We’d like to express our uncertainties concerning a couple of key facts:

  • Arbitrarily establishing a 6-months after the purchase period under which support is guaranteed, as part of the item’s price, seems like an open invitation to non relevant support requests on already “stable” products. In the end, even simple answers take a lot of time, if multiplied by the hundreds.
  • We’re not discussing the 70/30% shares of Support Packs, but we might argue that their price, among other things, should somehow be agreed upon between the Envato team and theme authors directly. If Envato arbitrarily set a price for Support Packs it’s almost as if they sold something that not only they do not own, but also something that they don’t even distribute, which is authors’ time. And time is a very precious asset to all of us.
  • We’re kind of scared of Support Packs, for that matter. We understand why they should exist, we understand they can be a valuable stream of revenue, but after over three years in the business, our guts tell us that the end result would probably be nothing more than users still asking more and more out of place support questions: “Hey, why are you denying support to me? Heck, I’ve paid for it!”.
  • Establishing hourly limits for support is profoundly wrong, for a simple reason: it will likely require most authors to rethink their support to make it happen, restructuring their platform, or outsourcing support altogether. This, in particular, is a not-so-irrelevant investment that simply cannot be forced, but should rather be an author’s own decision, imposed by various factors, being business volume is one of them.

If these points aren’t enough, the ever-open issue that involves support requests made on authors’ comment section, or even privately via email, remains, well… still open.

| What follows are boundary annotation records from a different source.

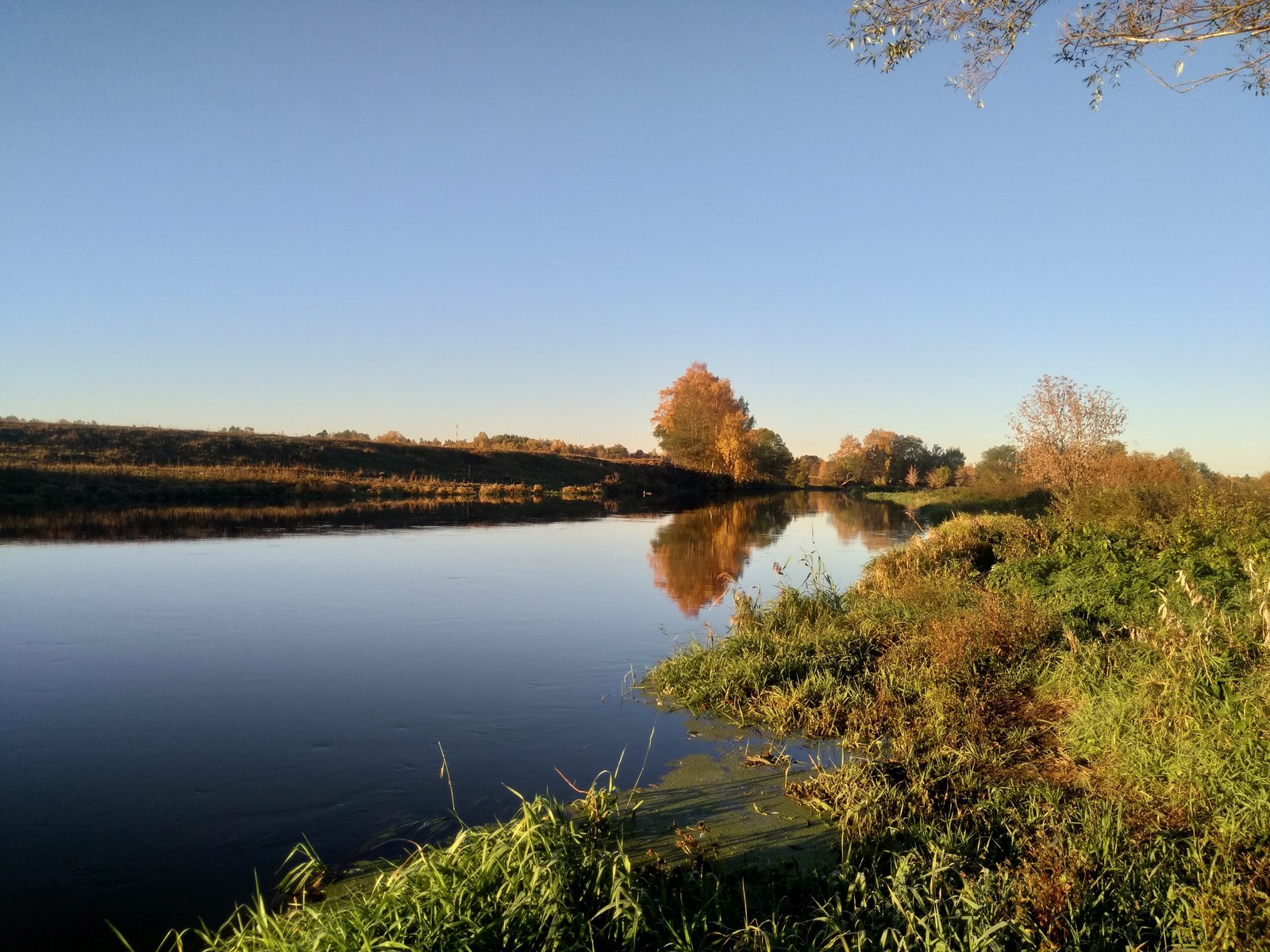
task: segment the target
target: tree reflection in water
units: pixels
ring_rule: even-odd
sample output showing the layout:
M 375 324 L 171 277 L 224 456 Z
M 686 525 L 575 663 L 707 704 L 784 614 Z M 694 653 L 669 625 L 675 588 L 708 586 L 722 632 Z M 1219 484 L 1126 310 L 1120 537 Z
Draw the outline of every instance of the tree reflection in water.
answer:
M 916 527 L 904 510 L 841 493 L 752 496 L 678 513 L 649 547 L 653 584 L 688 618 L 718 600 L 756 548 L 775 543 L 796 517 L 826 514 L 842 545 L 880 552 Z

Regardless of whom writes down support policies, nothing prohibits users from writing silly support requests, and leaving bad ratings if they judge the answer they receive unsatisfactory.

The common idea here is that bad ratings will eventually be a minority, if the product rates high in quality and reflects the expectations, but that simply doesn’t make receiving a one-star rating for futile reasons less painful.

Bottom line, we know the support topic should be tackled somehow, but we’re not naive enough to believe it can be solved once and for all, not with impositions from above, nor without consulting the ones responsible for support in the first place.

A glance at Envato’s choices might lead people to think they were taking into account both authors and customers, while a deeper look reveals that it’s yet another “business” decision. Theirs, not ours.